About five years ago, I made a commitment to write daily. How many words? It doesn’t matter; the act itself does. Sometimes I put in hours, sometimes only thirty minutes. Now that I’ve retired early from academic work, I look forward to many days as a full-time writer. However, while I was packing, downsizing, moving across the country, unpacking, and doing all the paperwork of setting up in a new place, I only had time to write a paragraph each night before going to bed. So why did I bother?
One, it kept me in touch my work in progress. Even the briefest engagement with it feeds the underground springs, the aquifer of ideas. As long as I make that daily connection with the characters, they stay alive in my mind and show up to join me, in a way, while I’m doing things like walking or running that tend to promote creative free flow.

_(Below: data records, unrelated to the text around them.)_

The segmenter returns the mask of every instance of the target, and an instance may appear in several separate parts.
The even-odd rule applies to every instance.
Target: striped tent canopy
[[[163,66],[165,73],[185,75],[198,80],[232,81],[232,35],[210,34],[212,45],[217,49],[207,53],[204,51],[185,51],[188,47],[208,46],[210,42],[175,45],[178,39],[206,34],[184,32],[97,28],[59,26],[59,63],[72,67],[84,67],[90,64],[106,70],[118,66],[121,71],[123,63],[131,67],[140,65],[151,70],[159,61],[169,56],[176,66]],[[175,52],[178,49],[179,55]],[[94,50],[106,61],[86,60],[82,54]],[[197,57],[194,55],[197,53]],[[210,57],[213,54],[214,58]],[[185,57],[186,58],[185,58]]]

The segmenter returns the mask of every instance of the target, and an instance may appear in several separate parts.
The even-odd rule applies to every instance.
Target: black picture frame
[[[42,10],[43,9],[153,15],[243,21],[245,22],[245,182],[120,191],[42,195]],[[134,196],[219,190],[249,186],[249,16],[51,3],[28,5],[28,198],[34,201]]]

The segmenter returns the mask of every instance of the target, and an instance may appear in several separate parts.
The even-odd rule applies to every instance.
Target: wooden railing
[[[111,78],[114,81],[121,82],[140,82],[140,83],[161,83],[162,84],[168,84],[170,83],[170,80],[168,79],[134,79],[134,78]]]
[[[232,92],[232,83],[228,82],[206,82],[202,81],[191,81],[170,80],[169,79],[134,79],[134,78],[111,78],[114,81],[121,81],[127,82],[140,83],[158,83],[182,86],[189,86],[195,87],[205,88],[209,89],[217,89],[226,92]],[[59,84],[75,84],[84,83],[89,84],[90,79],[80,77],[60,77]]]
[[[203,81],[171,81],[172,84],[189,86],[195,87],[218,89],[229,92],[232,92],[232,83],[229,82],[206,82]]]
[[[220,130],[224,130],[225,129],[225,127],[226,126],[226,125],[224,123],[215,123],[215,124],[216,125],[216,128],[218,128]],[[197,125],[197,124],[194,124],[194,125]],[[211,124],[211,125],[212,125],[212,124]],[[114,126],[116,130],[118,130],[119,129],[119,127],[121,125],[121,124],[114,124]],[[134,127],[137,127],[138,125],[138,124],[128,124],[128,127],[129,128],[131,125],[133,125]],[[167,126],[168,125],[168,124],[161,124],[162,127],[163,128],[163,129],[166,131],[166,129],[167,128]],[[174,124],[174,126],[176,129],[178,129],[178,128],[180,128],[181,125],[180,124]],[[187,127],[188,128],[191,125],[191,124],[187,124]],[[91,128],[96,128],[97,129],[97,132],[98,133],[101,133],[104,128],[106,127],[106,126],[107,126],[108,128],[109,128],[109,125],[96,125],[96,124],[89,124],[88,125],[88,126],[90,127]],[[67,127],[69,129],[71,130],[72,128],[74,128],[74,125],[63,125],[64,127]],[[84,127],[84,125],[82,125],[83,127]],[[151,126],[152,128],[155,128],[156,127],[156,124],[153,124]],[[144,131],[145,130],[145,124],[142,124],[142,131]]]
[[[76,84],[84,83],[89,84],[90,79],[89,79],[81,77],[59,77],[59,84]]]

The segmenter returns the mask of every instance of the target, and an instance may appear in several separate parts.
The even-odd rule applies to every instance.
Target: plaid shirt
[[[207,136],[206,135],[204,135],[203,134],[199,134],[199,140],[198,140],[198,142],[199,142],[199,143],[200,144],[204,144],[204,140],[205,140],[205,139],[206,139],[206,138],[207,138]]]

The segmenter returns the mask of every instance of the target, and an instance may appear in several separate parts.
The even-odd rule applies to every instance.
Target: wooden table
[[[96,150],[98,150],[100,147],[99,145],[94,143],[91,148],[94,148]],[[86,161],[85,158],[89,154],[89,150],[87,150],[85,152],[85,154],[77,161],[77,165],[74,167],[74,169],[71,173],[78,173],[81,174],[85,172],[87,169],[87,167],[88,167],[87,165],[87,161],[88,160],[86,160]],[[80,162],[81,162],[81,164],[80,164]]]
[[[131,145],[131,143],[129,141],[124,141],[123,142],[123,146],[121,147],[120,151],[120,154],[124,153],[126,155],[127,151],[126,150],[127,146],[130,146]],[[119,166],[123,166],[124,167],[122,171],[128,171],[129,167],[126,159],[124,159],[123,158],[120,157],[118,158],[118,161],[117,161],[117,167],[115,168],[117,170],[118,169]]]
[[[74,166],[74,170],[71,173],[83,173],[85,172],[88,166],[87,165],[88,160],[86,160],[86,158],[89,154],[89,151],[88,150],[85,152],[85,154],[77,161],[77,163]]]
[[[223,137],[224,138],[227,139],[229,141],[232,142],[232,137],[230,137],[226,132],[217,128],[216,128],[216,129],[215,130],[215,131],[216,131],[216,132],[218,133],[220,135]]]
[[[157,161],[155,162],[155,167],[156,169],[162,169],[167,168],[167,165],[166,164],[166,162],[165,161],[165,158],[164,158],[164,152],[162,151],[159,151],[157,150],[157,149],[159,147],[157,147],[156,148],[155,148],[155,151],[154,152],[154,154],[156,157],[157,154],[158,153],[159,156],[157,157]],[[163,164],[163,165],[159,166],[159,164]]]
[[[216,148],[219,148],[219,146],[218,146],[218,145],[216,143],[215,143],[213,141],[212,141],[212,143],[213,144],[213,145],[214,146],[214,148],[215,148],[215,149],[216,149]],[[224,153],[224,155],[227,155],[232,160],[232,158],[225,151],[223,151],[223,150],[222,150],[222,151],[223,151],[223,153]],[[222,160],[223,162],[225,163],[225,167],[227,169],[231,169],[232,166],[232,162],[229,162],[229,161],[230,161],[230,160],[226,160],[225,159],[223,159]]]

Skill is the other reason I keep the daily commitment. Like practicing yoga daily, writing keeps my verbal skills flexible and my imagination in shape. In one of my brief writing sessions while on the road, I came up with some lines I love so much I’m afraid they may be darlings I’ll have to kill. Nonetheless, they gave me insight into a character’s thinking about relationships and intimacy, an “aha” moment inside his head.
I take breaks from individual books. I’m working on Book Seven while Book Six is being critiqued, and then I’ll get back to revisions on Book Six while Book Seven rests. The separation from each story helps me see it with fresh eyes, but so far I don’t want a break from writing.
Do you take some days or weeks off between projects or do you write daily?